Eles são todos assim, receio e docilidade.


Não sou a única sobrevivente — me explicaram isso —, mas a primeira que eles encontraram, e a menos danificada, aquela que eles escolheram para representar-lhes a raça humana. Permanecem ao redor de minha cama e respondem minhas questões, são bons comigo enquanto discuto com eles.


Todos em grupo parecem algo a meio caminho de uma delegação de nações e uma arca, um de cada: grande e pequeno, grosso e fino, quatro braços ou asas, todas as formas e cores em pelagens, peles e penas.


Consigo imaginá-los em sua ONU do Universo, fazendo discursos em suas distintas línguas, ouvindo pacientemente aos diferentes problemas dos outros sem os entender, entediando-se e tendo a educação de não bocejar.

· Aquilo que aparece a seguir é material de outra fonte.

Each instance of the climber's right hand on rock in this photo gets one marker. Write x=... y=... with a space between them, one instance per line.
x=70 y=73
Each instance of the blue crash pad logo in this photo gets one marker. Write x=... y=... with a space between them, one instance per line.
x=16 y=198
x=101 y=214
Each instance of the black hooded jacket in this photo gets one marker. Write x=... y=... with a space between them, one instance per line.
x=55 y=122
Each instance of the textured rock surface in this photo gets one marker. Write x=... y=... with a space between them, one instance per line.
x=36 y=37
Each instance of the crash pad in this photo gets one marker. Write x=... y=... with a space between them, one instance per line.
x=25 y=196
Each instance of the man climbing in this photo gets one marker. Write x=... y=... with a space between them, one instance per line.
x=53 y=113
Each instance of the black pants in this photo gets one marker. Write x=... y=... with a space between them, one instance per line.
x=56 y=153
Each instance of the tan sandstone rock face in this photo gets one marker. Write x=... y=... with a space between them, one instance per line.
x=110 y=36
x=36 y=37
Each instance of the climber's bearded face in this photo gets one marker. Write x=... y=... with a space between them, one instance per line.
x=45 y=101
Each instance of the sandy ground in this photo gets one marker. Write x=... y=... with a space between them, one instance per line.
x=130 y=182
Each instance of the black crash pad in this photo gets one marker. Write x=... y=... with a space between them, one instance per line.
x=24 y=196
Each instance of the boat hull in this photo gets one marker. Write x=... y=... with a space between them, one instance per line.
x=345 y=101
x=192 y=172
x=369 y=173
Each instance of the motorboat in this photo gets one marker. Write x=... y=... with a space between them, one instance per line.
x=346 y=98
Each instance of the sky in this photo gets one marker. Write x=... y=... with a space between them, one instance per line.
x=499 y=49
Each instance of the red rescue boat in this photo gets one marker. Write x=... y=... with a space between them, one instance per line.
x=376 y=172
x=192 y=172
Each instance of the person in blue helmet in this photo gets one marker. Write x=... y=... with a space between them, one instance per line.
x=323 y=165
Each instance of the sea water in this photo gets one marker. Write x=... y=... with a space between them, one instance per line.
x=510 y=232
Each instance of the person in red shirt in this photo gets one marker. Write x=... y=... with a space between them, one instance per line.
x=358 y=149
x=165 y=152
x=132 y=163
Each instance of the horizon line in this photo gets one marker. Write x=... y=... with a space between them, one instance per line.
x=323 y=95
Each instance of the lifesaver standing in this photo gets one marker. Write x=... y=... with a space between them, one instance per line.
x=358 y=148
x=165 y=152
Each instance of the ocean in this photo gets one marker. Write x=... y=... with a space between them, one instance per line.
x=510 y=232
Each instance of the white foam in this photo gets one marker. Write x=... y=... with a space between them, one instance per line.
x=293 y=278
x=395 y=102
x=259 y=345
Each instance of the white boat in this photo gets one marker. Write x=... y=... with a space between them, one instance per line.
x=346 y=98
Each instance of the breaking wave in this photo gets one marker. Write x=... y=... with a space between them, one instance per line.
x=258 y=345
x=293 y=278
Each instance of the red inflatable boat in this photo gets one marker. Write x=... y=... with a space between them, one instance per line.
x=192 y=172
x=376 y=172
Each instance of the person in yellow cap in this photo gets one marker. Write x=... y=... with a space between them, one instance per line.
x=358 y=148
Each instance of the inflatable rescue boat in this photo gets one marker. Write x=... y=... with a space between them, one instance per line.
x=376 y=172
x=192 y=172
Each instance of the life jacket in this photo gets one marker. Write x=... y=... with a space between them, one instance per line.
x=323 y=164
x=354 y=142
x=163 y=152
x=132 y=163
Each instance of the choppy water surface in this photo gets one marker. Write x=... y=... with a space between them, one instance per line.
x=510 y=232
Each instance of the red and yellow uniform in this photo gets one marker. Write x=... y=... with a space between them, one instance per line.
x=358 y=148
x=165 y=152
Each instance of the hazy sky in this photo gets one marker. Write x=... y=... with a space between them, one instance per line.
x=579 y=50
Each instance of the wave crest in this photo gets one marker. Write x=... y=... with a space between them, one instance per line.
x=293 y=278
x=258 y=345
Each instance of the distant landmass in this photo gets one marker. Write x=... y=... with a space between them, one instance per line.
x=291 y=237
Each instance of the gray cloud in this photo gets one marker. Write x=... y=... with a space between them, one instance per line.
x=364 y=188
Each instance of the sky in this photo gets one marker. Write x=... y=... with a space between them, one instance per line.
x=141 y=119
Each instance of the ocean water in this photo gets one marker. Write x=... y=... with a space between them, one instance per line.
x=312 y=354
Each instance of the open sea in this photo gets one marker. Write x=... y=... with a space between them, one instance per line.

São educados, tão educados, que quase sinto que têm medo de mim, e quero tranquilizá-los.


Mas falo como se estivesse brava. Não consigo evitar, porque se as coisas tivessem sido apenas um pouco diferentes... "Por que não vieram mais cedo? Por que não tentaram impedi-lo antes que tivesse acontecido, ou ao menos tivessem vindo mais cedo, depois...?"


Se tivessem vindo antes até Nevada, onde os trabalhadores do reator nuclear vagarosamente morreram de fome atrás das paredes protetoras de chumbo — se tivessem procurado antes por sobreviventes da poeira com a qual as nações do mundo se massacraram — George Craig estaria vivo. Ele morreu antes que viessem. Ele era meu colega de trabalho e eu o amava.


            Nós havíamos descido juntos, passando por cada uma das portas automáticas de segurança da usina, que supostamente deveriam proteger as pessoas lá fora do perigo radioativo ali dentro — mas o risco de uma falha política era bem mais real que o de um lapso científico num reator nuclear, e isso não foi calculado pelos construtores. Estávamos nas profundezas do subsolo quando a primeira radioatividade no ar lá fora fechou as pesadas portas automáticas de chumbo entre nós e o exterior.


Estávamos a salvo. E morremos de fome lá.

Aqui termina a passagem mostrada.